Sentence (ii) explicitly indicates that the car described as big is considered big in relation to other cars that exist. In many ways, including the for phrase does not add additional information because sentence (i) conveyed the exact same meaning. On the other hand, absent any knowledge about who Steph Curry is, sentences (iv) and (v) offer different interpretations to (iii). In (iv), the comparison class is men in general but in (v) the comparison class is basketball players. Absent any contextual information that would point towards the comparison class being basketball players, the most natural interpretation of (iii) is that Steph Curry is tall for a man. Example (iii) illustrates the potential for uncertainty in the comparison class: It is not clear, without additional context, if the speaker wanted to point out that Steph Curry was tall for a man or for a basketball player. But if the speaker and listener were watching a basketball game when this comment was made, then perhaps the listener would infer that the speaker means Steph Curry is tall for a basketball player and point out that this is not true.

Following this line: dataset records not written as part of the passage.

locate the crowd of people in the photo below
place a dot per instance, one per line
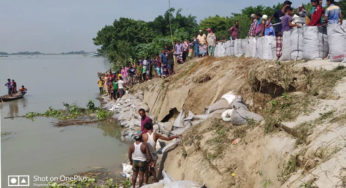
(142, 153)
(114, 84)
(286, 18)
(12, 88)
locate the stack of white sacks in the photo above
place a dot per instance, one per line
(308, 42)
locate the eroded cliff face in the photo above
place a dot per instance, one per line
(301, 142)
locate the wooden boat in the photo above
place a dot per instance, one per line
(11, 98)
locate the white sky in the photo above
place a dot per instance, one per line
(69, 25)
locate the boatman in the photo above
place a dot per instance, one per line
(139, 157)
(9, 86)
(23, 90)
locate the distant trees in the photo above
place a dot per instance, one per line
(128, 40)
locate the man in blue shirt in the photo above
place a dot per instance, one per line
(333, 13)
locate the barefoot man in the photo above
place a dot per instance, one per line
(151, 137)
(139, 157)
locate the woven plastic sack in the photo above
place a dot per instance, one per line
(337, 42)
(296, 43)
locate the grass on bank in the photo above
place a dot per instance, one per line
(90, 183)
(73, 112)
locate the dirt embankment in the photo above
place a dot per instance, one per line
(300, 143)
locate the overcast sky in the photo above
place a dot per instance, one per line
(67, 25)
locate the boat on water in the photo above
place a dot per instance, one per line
(16, 96)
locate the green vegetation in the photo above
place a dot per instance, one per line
(73, 112)
(290, 167)
(128, 40)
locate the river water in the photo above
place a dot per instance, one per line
(38, 148)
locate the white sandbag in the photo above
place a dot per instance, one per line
(251, 48)
(296, 43)
(314, 43)
(244, 44)
(217, 50)
(227, 115)
(337, 42)
(286, 46)
(182, 184)
(238, 50)
(223, 50)
(323, 45)
(259, 47)
(179, 122)
(268, 43)
(229, 47)
(229, 97)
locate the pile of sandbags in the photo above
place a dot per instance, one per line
(269, 48)
(250, 50)
(239, 47)
(315, 42)
(337, 42)
(232, 109)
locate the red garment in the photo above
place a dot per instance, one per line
(316, 17)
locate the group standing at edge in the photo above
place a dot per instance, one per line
(142, 153)
(12, 88)
(286, 18)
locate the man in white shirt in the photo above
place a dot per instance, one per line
(211, 39)
(121, 90)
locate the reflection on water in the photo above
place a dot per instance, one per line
(13, 107)
(38, 147)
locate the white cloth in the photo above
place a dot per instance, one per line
(151, 140)
(121, 84)
(138, 155)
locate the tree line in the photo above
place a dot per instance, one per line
(128, 40)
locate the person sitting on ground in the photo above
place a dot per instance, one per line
(316, 15)
(286, 21)
(9, 87)
(139, 157)
(151, 137)
(100, 84)
(211, 40)
(333, 13)
(144, 119)
(121, 89)
(234, 31)
(23, 90)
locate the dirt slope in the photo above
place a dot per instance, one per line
(301, 143)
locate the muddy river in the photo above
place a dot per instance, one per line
(38, 148)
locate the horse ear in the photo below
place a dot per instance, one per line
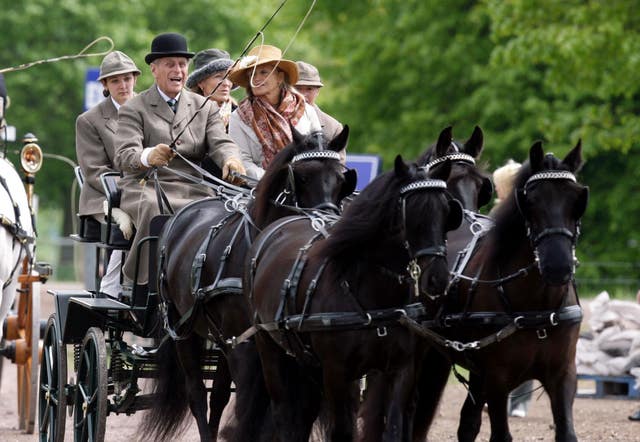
(441, 171)
(521, 201)
(339, 142)
(444, 141)
(486, 192)
(455, 215)
(474, 144)
(573, 160)
(400, 168)
(536, 156)
(350, 182)
(581, 204)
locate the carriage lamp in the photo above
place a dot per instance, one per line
(31, 154)
(31, 161)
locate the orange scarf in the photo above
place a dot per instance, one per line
(272, 126)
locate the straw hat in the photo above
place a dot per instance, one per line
(207, 63)
(116, 63)
(308, 75)
(262, 55)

Assuming the comparison class is understood, the next question is how big or tall must an individual be for the speaker to have called them such. Work by Kennedy (2007) shows that the threshold value above which the size of an object would be considered big can be determined by applying a degree semantics. There is no single size value that an object must have before it is considered big. Rather, this threshold is determined pragmatically (Lassiter & Goodman, 2013).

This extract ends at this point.